Division of Earth Environmental System Science (Major in Environmental Engineering), Pukyong National University, Busan 48513, Republic of Korea.
Department of Environmental Engineering, Pukyong National University, Busan 48513, Republic of Korea.
Sci Total Environ. 2022 Mar 15;812:151464. doi: 10.1016/j.scitotenv.2021.151464. Epub 2021 Nov 4.
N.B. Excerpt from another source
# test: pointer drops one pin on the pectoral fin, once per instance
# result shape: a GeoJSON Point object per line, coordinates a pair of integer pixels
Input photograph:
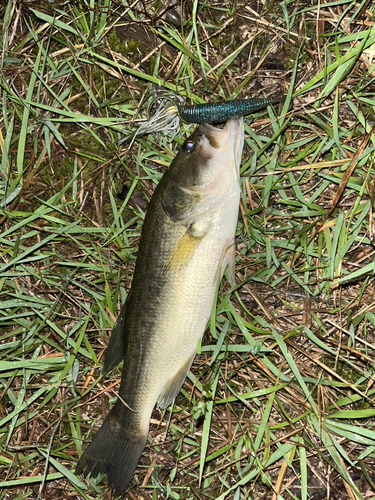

Drought caused by various meteorological factors negatively affects vegetation. Constructing a joint probability distribution between vegetation and drought information may be appropriate to understand the vulnerability of vegetation to drought. In this study, a copula-based trivariate joint probability model is proposed to investigate the effects of various aspects of meteorological drought on vegetation (vegetation drought). Because drought can be caused by insufficient precipitation or excessive evapotranspiration, the meteorological drought risk for vegetation was divided into two aspects (atmospheric moisture supply and moisture demand). The vulnerability of vegetation drought was mapped when two aspects of meteorological drought occurred separately or simultaneously at high spatial resolution using remote sensing data. The results revealed that the response of vegetation was significantly different depending on the climatic stressors. Although the sensitivity of vegetation to each drought condition varied from region to region, it was found that vegetation was more vulnerable to drought caused by atmospheric moisture demand in most regions of Far East Asia. It has also been shown that drought conditions, which overlapped with insufficient precipitation and excessive evapotranspiration, can drive vegetation to a far more lethal level. Meanwhile, through comparison with the existing VTCI, the proposed Normalized Vegetation Temperature Condition Index (nVTCI) was found to be able to more rationally monitor vegetation drought in the Far East Asian region.
由各种气象因素引起的干旱会对植被产生负面影响。构建植被与干旱信息之间的联合概率分布可能有助于了解植被对干旱的脆弱性。在本研究中,提出了一种基于 Copula 的三变量联合概率模型,以研究各种气象干旱对植被(植被干旱)的影响。由于干旱可能是由于降水量不足或蒸散量过大引起的,因此将气象干旱风险分为两个方面(大气水分供应和水分需求)。利用遥感数据以高空间分辨率绘制了气象干旱的两个方面单独或同时发生时植被干旱的脆弱性图。结果表明,植被的响应因气候胁迫因素而异。尽管植被对每种干旱条件的敏感性在不同地区有所不同,但发现在远东地区的大多数地区,大气水分需求引起的干旱对植被的影响更为严重。此外,研究还表明,降水不足和蒸散量过大重叠的干旱条件会使植被处于更为致命的状态。同时,通过与现有 VTCI 的比较,发现所提出的归一化植被温度条件指数(nVTCI)能够更合理地监测远东地区的植被干旱。